O homem
de gênio
e o talentoso

INÚMERAS injustiças afligem o mundo. Ponho minha lupa numa delas: há pessoas geniais vivendo abaixo do que merecem e talentos medianos vivendo acima do que merecem.

É incrível. Há pessoas dotadas de enorme potencial, inteligentes, sábias e capazes, mas seus resultados – aquilo que efetivamente obtém com sua alta capacidade – são parcos, modestos, diante de suas enormes possibilidades. Não existam pessoas totalmente desprovidas de talento. Todos tem algum dom, obviamente. Um desperdício.

E o outro tipo de pessoa? É aquele com algum talento, não brilhante. Gente razoável, regular, dão conta do recado e só. Poderia-se chamá-las medíocres, embora o termo já esteja um tanto saturado e seja usado para rebaixar, o que não é o caso aqui.

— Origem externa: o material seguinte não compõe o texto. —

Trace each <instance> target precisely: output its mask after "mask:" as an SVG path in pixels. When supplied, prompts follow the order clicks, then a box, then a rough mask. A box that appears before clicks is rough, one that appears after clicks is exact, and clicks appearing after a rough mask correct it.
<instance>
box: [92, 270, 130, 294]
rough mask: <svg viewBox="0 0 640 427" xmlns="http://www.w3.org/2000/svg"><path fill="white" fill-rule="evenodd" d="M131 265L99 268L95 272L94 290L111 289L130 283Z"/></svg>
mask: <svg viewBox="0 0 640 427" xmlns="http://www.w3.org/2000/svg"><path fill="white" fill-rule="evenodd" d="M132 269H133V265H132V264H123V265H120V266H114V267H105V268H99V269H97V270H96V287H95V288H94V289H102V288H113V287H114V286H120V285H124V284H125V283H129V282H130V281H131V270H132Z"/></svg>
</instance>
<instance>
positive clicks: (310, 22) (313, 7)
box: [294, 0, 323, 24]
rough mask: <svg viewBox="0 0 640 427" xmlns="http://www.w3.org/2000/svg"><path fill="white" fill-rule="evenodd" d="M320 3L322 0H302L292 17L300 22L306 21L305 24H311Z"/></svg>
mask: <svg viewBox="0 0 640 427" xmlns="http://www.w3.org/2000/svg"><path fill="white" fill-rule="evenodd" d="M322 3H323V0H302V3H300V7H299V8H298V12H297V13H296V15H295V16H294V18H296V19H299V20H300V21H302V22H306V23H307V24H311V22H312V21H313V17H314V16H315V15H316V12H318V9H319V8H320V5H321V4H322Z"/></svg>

Entre os muito e pouco capazes ocorre uma situação curiosa. Normalmente, o muito talentoso não é compreendido pela maioria. É visto como excêntrico, diferente, estranho. Até reconhecem que há “algo ali” que não conseguem explicar ou entender profundamente e, por isso, tendem a isolá-lo. Esperam sua adesão a eles, sua “normalização”. No fundo, parecem temê-lo ou invejá-lo inconfessadamente e por precaução, não lhe abrem espaço: evita-se, assim, que o espaço concedido seja inteiramente tomado por ele e não sobre nada para mais ninguém “normal”.

O pouco talentoso não surpreende, não inova, não fede e não cheira. Considera um insulto ser superior. Ele se basta. Todavia, ele possui uma vantagem ao excelente: seu magnetismo pessoal. Ele atrai os semelhantes. É fácil constatar: observe os artistas e músicos da moda, os opinadores profissionais do momento, os líderes diversos: dão-lhes crédito, porque ouvi-los nunca é um perigo.

Mas evito generalizações. De fato, há pessoas altamente dotadas e igualmente admiradas. Se hoje Dom Quixote da Mancha é considerada uma obra brilhante e admirável, Cervantes também foi um escritor brilhante e admirável, sem dúvida: só não sei se ele foi considerado assim em seus dias. Temo que não.

O talentoso é combatido por muitos. É odiado pelo inimigo e desprezado pelo medíocre; é amado ou desperta paixões em alguns, arrebatando-os. É amor ou ódio, sem meio-termo. E quanto ao apenas razoável? Suas contradições, erros e idiossincrasias passam despercebidas ou são poupadas da crítica, como se os amigos, solidariamente, evitassem entristecê-lo apontando suas falhas. É querido ou ignorado sempre comedidamente.

Quanto ao número, os pouco talentosos são maioria. Obtém favores e até alcançam realizações, em muito facilitadas por outras pessoas que lhe servem gentilmente e sempre acima do que seu mérito pessoal reclama.

Do outro lado da balança está a minoria, os excelentes. Obtém alguns resultados também, mas abaixo do que lhes caberia e seria justo. Embora tenham o algo a mais, a chama misteriosa, as massas somente lhe notam tempos depois, talvez séculos. Afinal, eles sempre estão anos à frente de seu próprio tempo.

É uma situação curiosa. A sociedade humana parece empurrar os medíocres para a frente, dando-lhes espaço, atenção e privilégio e nos seus dias, eles se dão muito bem. Em contrapartida, o eterno e o perene está reservado somente aos gênios, aos excelentes. É deles o amanhã e as obras que as gerações vindouras considerarão de alto valor. Serão reverenciados e conhecer-lhes o nome será obrigação. Quanto aos medíocres, seus nomes serão simplesmente apagados e esquecidos.

Talvez esta seja uma lei do universo. Nunca saberemos.